Либерийская история считается «трагической», что с газетного шифра переводится как «дьявольски забавная». Что ж я поделаю, если так оно и есть. Дело не в том, что я не умею сочувствовать. Я умею. Но вот вы скажите, из какой дыры приехали ваши дедушка с бабушкой? Наверняка из какой-нибудь голодной деревни, где угольная шахта закрыта с тех пор, как погребла целую смену местных рабочих. Как бы вам понравилось, если бы ваши соседи организовали сбор средств для отправки вас обратно, несмотря на то, что вы не знаете ни слова на тамошнем языке? «Нам кажется, что ты не в своей тарелке в Санта-Барбаре и никогда не станешь по-настоящему счастлив, пока не вернёшься обратно в Нижнюю Словобию!»

Так и начиналась Либерия. С самого начала это была затея белых. Они беспокоились о свободных неграх, составляющих порядка одной десятой 2-миллионного негритянского населения США. Два крайних крыла в споре о рабстве, аболиционисты и полоумные рабовладельцы, согласились, что со всеми этими неграми надо что-то делать.

Аболиционисты так любили негров, что хотели отправить их куда-нибудь подальше. Того же желали и рабовладельцы, объявившие без всяких на то оснований, что свободные негры являются «зачинщиками безобразий». (Непонятно, что значит «безобразий» – возможно, они забрасывали туалетной бумагой дома плантаторов из «Унесённых ветром».)
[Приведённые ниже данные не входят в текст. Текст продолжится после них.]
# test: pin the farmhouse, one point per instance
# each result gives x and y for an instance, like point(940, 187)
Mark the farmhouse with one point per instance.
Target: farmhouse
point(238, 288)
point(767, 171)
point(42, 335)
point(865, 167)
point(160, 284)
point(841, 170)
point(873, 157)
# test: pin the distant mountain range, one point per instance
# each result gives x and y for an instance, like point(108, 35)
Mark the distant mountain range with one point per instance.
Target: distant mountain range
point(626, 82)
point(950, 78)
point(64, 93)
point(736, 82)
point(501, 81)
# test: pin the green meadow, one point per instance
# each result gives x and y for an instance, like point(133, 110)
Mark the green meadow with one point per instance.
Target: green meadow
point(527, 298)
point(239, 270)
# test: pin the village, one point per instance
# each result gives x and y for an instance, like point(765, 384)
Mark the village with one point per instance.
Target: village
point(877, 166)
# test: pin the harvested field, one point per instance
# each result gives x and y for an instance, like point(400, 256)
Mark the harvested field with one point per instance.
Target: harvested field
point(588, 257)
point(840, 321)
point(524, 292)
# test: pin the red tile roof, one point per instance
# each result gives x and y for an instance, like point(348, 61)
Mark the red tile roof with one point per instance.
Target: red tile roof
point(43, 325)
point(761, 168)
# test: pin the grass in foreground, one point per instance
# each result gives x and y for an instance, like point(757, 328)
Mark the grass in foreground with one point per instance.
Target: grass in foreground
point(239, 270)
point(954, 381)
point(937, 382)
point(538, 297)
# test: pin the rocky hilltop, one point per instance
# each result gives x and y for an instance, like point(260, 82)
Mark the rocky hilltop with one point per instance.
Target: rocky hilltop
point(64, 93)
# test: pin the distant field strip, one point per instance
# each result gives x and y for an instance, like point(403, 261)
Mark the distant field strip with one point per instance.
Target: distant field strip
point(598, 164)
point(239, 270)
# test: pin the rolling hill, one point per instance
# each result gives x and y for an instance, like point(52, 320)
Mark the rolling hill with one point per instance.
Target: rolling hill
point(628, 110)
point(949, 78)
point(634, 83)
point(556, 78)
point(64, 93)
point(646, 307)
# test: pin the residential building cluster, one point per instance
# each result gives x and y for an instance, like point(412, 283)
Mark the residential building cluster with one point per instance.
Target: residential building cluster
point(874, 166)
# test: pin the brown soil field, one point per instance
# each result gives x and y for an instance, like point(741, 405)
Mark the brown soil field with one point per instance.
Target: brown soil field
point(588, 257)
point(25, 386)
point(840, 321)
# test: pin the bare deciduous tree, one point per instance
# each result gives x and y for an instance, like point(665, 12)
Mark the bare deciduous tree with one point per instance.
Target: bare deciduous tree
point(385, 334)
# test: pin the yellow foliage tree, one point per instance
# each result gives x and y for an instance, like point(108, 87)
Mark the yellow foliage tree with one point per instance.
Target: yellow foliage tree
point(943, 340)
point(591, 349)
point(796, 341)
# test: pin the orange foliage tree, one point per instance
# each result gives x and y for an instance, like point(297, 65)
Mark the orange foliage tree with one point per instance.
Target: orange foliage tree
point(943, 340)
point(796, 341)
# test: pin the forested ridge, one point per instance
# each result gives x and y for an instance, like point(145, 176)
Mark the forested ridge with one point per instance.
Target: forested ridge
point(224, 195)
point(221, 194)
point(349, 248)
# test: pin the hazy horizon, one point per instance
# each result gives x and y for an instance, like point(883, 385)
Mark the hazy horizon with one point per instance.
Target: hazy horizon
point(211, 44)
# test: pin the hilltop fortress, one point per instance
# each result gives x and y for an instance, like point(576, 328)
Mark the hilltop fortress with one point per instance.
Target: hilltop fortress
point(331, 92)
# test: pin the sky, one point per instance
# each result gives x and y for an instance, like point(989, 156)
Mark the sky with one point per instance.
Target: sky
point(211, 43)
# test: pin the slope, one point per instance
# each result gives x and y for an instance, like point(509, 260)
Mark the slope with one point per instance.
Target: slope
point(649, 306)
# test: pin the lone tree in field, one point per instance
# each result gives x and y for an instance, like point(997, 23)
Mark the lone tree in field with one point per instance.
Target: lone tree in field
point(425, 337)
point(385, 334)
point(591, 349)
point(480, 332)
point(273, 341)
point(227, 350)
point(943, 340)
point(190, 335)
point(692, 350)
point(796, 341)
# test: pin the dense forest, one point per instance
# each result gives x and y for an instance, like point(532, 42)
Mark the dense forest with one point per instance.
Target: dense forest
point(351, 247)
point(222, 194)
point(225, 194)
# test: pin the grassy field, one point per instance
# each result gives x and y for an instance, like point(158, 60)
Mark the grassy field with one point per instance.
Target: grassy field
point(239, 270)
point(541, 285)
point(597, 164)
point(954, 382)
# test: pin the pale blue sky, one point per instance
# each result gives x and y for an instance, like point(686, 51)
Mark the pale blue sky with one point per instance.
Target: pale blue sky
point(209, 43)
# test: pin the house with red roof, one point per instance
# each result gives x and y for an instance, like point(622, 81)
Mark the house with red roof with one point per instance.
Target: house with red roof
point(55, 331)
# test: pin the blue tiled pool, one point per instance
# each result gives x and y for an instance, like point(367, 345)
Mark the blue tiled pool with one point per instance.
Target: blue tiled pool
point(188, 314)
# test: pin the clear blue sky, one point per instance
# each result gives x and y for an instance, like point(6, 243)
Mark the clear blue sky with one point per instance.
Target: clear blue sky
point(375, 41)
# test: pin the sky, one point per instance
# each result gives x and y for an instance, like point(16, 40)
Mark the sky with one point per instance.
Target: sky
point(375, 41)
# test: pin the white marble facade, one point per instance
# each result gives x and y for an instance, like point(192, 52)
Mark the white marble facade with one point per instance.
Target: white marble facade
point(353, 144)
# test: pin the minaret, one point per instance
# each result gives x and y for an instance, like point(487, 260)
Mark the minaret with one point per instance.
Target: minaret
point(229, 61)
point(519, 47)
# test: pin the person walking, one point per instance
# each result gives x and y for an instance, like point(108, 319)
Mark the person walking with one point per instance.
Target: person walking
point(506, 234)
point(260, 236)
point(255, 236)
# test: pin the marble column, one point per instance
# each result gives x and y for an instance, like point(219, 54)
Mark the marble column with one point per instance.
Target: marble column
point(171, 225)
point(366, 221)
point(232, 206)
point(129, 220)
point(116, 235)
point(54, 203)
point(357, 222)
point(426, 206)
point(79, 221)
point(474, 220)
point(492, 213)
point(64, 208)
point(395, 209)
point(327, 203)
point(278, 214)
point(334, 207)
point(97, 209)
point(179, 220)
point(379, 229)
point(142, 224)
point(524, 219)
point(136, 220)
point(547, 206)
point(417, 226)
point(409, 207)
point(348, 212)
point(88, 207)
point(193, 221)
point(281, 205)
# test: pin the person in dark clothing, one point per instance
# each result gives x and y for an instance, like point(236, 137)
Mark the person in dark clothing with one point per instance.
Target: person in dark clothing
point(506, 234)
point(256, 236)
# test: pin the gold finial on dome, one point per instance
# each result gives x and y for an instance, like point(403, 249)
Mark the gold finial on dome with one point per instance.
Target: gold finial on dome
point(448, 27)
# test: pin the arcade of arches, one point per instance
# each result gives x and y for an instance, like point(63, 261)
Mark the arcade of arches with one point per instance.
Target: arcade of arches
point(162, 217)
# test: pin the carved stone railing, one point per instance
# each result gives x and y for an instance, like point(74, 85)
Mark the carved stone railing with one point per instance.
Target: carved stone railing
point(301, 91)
Некие богатые белые доброхоты, включая Фрэнсиса Скотта Ки, который написал «Звёздно-полосатый флаг», принялись совместно собирать деньги на отправку свободных негров обратно в Африку. Для них у Ки нашёлся особый вариант гимна:

«О, виден ли вам
Дом храбрых мужей? Если да, то вы стоите слишком близко.
Поезжайте миль этак на 4000 к юго-востоку, в Западную Африку-у-у.»

Конгресс раскошелился на крупный грант, и в 1819 году судно с 88 свободными неграми и тремя сопровождающими пришвартовалось к берегам другого успешного предприятия по реплантации негров, Сьерра-Леоне. Подзаправившись во Фритауне, они направились вдоль побережья на юг к земле обетованной, Либерии.

В течение трёх недель после прибытия на новое место жительства все трое белых и 22 негра умерли от лихорадки. За такое время едва успеешь начать давать местным достопримечательностям имена, начинающиеся со слова «свобода».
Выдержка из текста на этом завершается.